Depuis la préhistoire, les humains ont créé les arts pour garder pied dans un monde qui, dès la naissance, semble émerger du néant et mener au même néant. D’où ce profond questionnement qui n’a cessé de travailler des penseurs de la stature d’Albert Camus : est-ce que tout doit nécessairement être aussi absurde que les apparences le laissent entrevoir? Où se trouve le Sens dans cette mer d’absurdité existentielle qui, tout à coup, lors de certaines pandémies, se trouve magnifiée? Réponse : dans une relation absolument poétique avec le monde, les humains devant accepter l’essentialité de la fonction irrationnelle afin d’en arriver à pactiser harmonieusement avec les forces de la terre et du cosmos. Il y a lieu de continuer d’avoir confiance en la science, bien sûr. Il demeure majestueux que des vaccins aient pu être conçus moins d’une année après le début de l’actuelle pandémie. Pourtant, n’avoir foi que dans les hautes voltiges d’une technoscience très souvent manipulée par des puissances financières ou capitalistes ne peut que rendre une majorité d’esprits chagrins, agressifs, voire dépressifs. Seule la poéticité dans ses manifestations les plus festives permettra aux gens de rester dans la joie. Joie d’être. Joie de vivre. Joie d’exploser de rire. Mais aussi joie émue et toute délicate, même devant la souffrance terminale d’un proche, d’un parent ou d’un enfant. « Joie de mourir », pourrait-on avoir le culot d’écrire, c’est-à-dire dans l’acceptation que cette vie a le pouvoir de se terminer en conservant tout son Sens. La joie amoureuse (dans le sens de l’amour gratuit, agapan) ne peut être que solidaire. La solidarité est un art. La grande majorité des humains ont besoin de solidarité pour vraiment tâter du bonheur de vivre. Les poètes comme la majeure partie des artistes demeurent d’exceptionnels agents de solidarité sociale. Une vision strictement utilitariste ou consumériste de l’existence ne peut que mener à la tristesse, au déni ou à différentes formes de narcissisme dangereux, ce qui ne peut que perpétuer et accentuer les évidents dégâts causés aux différents environnements planétaires.

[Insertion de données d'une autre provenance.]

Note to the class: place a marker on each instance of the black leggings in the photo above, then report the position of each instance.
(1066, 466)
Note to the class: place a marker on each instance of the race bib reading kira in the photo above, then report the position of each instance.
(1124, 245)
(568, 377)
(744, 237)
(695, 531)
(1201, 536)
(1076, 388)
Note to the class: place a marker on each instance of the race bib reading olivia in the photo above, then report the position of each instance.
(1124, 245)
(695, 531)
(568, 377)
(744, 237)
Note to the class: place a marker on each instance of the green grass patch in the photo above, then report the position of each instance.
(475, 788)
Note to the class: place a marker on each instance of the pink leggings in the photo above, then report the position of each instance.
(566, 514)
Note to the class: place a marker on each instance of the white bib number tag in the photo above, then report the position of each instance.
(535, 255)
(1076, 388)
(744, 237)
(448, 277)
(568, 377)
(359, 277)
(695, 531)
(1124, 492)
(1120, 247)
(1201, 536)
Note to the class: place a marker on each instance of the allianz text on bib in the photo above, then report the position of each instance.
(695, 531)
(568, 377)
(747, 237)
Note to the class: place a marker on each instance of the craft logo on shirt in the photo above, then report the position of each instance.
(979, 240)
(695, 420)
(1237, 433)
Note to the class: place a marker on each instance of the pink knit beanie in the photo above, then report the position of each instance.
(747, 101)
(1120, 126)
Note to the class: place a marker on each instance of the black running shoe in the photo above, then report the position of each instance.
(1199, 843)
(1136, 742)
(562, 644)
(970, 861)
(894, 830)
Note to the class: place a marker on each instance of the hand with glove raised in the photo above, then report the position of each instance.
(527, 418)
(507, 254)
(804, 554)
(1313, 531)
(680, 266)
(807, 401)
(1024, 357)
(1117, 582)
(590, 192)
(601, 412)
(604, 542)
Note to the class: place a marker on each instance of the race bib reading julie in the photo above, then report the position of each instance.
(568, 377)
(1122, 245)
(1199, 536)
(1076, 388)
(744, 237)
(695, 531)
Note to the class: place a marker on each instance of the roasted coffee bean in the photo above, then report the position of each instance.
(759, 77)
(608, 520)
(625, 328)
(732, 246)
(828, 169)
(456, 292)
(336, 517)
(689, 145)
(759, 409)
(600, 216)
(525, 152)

Si la science a contribué au bien-être physique de milliards d’individus depuis quelques siècles, il faut considérer que c’est la vie poétique qui causera la perpétuation du bien-être psychique des individus. Ce n’est que dans l’amalgame parfait des sciences et des arts que les différentes sociétés humaines pourront se considérer en relative « santé ». Et la santé ne veut pas dire « absence de maladie » ou « a-mortalité ». La santé, physique, psychique et spirituelle, demeure liée à la sérénité, celle qu’ont toujours enseignée les plus grands sages de l’Histoire humaine. Et ce n’est que grâce à cette sérénité que malgré les inéluctables agressions subies et endurées, le mot « transcendance » sera préservé. Transcendance liée à l’envol et au vol de l’âme.

 

Il a fait ses études en médecine, puis a enchaîné avec un doctorat en littérature et une maîtrise en philosophie : non, Jean Désy n’a pas peur des livres! Auteur, humaniste, poète et nomade, il arpente le territoire depuis trois décennies, créant des liens avec la nature, apprenant à connaître les autres peuples. Parmi les nombreux romans, nouvelles, essais et récits qu’il a publiés, on souligne particulièrement L’accoucheur en cuissardes, Non je ne mourrai pas et La route sacrée. Récemment, il faisait paraître L’irrationalité nécessaire, un vif plaidoyer pour que la poésie et l’intuition trouvent une place de choix dans notre société, livre qui plaira à ceux que le texte ci-dessus interpelle.